No era algo, era alguien. Esa fue la conclusión a la que llegamos mi amigo Leandro y yo.
Cada vez que pasábamos por delante, resultaba evidente que nos observaba tanto como nosotros a él. Las persianas de hoja de madera de la planta superior, estaban siempre entornadas, y el portal de entrada cerrado a cal y canto. Pero cada tarde, cuando oscurecía, una luz mortecina se dejaba ver a través de las celosías de las ventanas. Nada más, nunca vimos entrar ni salir a nadie.
En las aburridas tardes de invierno o en el verano, cuando las mañanas andaban sueltas, hacíamos guardia escondidos detrás del buzón de la esquina, al costado del kiosco de revistas, donde aprovechábamos a comprar las revistas mexicanas, el cómic por excelencia de aquellos años, en aquellos sures. Si comprábamos dos, el kiosquero nos dejaba leer allí mismo a pié de buzón, una tercera.

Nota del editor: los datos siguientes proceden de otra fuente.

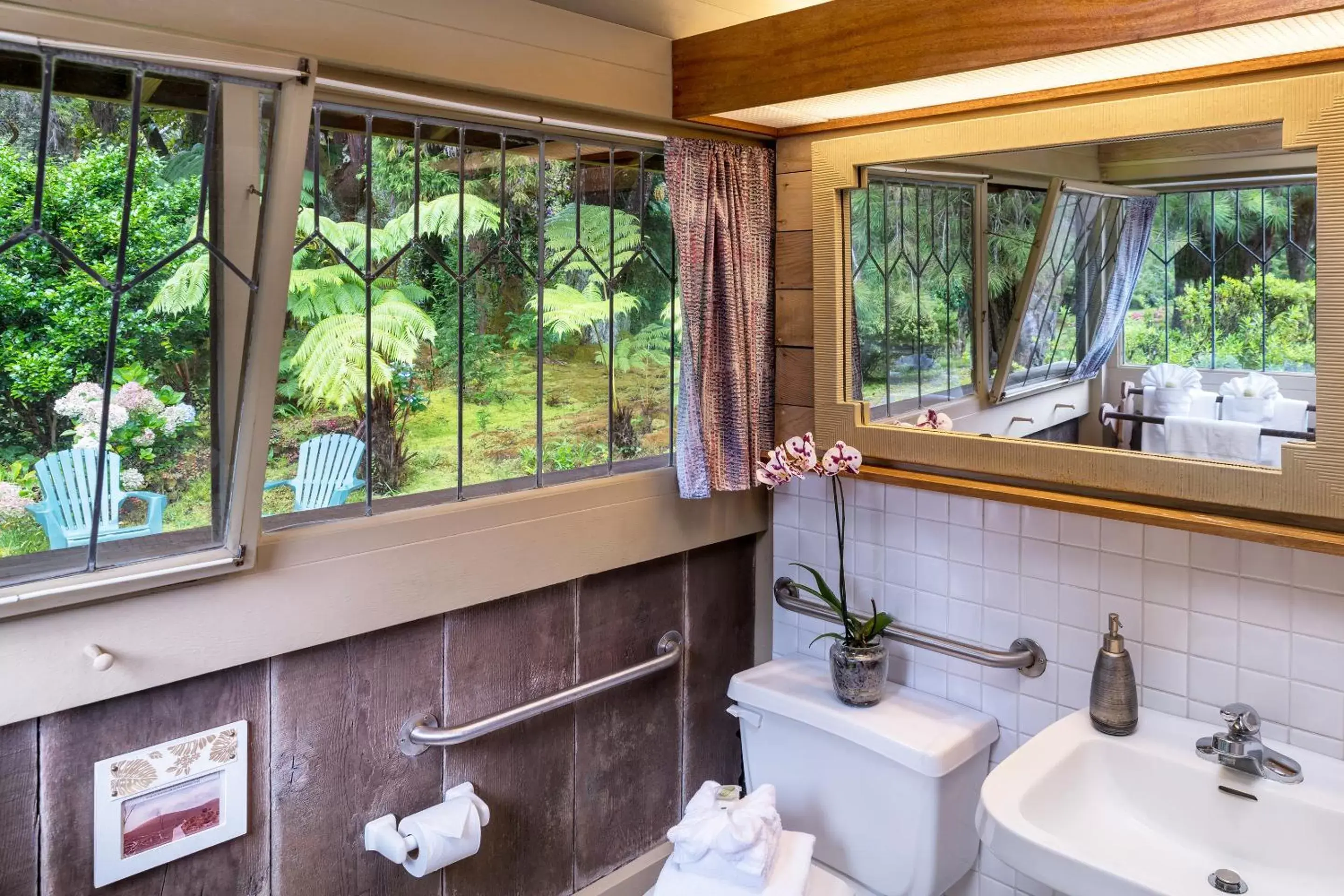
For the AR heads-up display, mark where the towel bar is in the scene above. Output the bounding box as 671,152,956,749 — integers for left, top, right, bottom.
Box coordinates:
774,576,1046,679
397,631,684,756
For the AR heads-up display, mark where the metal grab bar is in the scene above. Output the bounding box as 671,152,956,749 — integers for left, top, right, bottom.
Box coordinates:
397,631,686,756
774,575,1046,679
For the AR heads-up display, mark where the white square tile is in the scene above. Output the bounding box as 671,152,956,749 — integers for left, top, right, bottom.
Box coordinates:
1190,532,1239,574
915,520,947,559
887,485,919,516
1059,584,1101,631
947,601,984,641
1138,688,1185,719
1057,626,1101,673
1144,560,1190,607
1237,622,1292,679
1237,669,1289,725
883,513,919,551
1289,681,1344,737
915,556,947,595
947,521,985,564
915,489,947,523
1293,588,1344,641
1144,525,1190,566
1288,728,1344,759
1190,613,1238,662
1144,601,1190,653
1022,537,1059,581
1242,541,1293,584
985,532,1020,572
1059,666,1092,709
1017,696,1058,737
1098,552,1144,598
985,570,1022,613
1097,591,1144,653
882,584,915,623
1020,576,1059,622
985,501,1022,535
1101,520,1144,558
1142,644,1188,697
1190,657,1237,707
947,494,985,529
1190,570,1240,619
1022,506,1059,541
1293,551,1344,594
1059,513,1101,549
947,561,985,603
1059,546,1101,590
1238,579,1293,630
1292,634,1344,691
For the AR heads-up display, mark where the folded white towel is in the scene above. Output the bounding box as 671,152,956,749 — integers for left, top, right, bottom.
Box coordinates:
668,780,784,890
1260,395,1306,466
1165,416,1260,463
653,830,817,896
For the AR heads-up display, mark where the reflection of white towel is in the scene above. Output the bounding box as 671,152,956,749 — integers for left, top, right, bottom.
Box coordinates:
1165,416,1260,463
653,830,817,896
1260,396,1306,466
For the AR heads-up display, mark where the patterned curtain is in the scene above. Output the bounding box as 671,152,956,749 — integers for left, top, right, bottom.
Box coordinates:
665,137,774,498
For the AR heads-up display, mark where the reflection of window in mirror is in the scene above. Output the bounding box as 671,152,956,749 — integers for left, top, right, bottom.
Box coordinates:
847,125,1316,466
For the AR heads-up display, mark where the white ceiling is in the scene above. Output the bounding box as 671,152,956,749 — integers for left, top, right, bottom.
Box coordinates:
719,11,1344,127
526,0,826,39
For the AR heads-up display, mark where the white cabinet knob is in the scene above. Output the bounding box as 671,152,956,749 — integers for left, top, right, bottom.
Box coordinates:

Pero nosotros teníamos una misión, descubrir algún indicio, alguna señal de vida en el interior, algún signo de que la casa estaba habitada, así que nos turnábamos entre la lectura y la vigilancia, para lo cual contábamos con los prismáticos de ir al hipódromo, del padre de Leandro. Pero nunca ocurrió nada. Nadie entró, nadie salió, e invariablemente al atardecer se encendía una luz mínima en el interior.

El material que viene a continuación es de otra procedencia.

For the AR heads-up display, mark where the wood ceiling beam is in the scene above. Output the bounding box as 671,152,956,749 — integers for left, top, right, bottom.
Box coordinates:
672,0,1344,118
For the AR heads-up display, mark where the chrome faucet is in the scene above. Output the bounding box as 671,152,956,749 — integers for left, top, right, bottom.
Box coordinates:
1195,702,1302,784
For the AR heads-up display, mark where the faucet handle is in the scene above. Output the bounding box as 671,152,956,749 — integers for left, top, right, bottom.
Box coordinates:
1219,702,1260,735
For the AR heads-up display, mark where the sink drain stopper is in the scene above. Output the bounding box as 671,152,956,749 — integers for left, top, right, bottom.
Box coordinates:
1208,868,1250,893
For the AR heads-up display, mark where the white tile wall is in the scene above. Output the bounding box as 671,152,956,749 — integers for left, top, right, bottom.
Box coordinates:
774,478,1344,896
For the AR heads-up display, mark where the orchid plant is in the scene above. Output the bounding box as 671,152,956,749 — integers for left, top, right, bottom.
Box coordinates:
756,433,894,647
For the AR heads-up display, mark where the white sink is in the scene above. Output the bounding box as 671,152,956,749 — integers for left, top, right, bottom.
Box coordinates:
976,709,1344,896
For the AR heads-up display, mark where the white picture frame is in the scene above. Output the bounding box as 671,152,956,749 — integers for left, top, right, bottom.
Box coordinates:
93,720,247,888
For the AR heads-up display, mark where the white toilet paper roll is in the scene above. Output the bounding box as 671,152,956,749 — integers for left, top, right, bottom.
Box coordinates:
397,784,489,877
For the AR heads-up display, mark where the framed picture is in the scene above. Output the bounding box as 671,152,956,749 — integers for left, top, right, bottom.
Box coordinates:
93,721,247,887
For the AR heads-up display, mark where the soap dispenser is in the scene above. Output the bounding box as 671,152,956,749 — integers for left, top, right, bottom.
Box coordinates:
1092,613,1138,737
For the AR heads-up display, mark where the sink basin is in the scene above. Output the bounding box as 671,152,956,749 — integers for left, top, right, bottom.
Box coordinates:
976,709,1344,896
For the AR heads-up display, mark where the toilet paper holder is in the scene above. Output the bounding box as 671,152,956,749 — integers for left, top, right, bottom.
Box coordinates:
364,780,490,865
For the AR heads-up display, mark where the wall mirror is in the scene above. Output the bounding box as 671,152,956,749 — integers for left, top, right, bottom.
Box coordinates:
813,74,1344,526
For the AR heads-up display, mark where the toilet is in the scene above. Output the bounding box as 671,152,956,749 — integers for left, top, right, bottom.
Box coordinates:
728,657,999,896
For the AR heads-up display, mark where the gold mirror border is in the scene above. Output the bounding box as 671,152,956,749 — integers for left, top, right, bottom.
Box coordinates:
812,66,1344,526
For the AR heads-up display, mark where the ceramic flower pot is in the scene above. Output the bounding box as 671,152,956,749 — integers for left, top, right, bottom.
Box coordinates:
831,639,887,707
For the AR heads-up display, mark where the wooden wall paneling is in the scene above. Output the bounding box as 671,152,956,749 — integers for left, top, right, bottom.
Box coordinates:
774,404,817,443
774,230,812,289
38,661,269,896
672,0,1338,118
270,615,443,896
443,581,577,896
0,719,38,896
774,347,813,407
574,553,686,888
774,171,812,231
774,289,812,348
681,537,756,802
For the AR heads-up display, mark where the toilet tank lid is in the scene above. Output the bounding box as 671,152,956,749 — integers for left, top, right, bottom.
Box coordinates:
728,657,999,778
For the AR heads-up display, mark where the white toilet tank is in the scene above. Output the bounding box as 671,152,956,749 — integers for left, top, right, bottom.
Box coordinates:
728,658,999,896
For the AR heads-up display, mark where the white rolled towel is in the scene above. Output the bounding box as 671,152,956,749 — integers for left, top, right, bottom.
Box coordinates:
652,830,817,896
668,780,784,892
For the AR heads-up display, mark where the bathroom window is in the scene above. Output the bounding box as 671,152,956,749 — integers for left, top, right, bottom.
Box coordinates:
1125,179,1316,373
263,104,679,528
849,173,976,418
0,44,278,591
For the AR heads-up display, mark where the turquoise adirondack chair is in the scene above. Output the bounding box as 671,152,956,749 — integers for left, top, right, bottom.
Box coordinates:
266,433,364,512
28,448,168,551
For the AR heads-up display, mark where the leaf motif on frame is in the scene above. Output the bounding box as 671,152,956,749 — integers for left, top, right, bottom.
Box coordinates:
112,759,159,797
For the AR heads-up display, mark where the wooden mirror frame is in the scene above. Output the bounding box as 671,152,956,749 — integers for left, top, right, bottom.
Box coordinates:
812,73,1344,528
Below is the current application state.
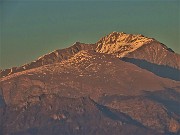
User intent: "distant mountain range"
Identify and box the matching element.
[0,32,180,135]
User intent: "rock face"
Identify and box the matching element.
[0,32,180,135]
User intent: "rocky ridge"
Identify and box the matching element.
[0,32,180,135]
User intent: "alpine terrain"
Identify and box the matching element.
[0,32,180,135]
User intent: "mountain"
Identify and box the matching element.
[0,32,180,135]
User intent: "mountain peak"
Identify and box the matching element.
[96,31,156,57]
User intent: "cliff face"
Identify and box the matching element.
[0,32,180,135]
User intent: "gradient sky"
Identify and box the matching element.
[0,0,180,69]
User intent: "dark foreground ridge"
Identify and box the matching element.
[0,32,180,135]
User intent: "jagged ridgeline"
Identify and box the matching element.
[0,32,180,135]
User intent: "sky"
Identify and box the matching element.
[0,0,180,69]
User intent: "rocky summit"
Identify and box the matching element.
[0,32,180,135]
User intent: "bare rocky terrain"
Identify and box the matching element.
[0,32,180,135]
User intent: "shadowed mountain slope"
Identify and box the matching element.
[0,32,180,135]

Lo que comenzó como un juego, acabó siendo una obcecación. Recorrimos la calle preguntando en los comercios, a los vecinos que se dejaron abordar y al cartero. O no sabían nada o creían que estaba deshabitada.
No somos tan críos como para creer en fantasmas nos dijimos, y preferimos pensar que el viejo caserón estaba vivo. Desde ese momento, especialmente cuando anochecía, evitamos volver a pasar por ese tramo de la calle.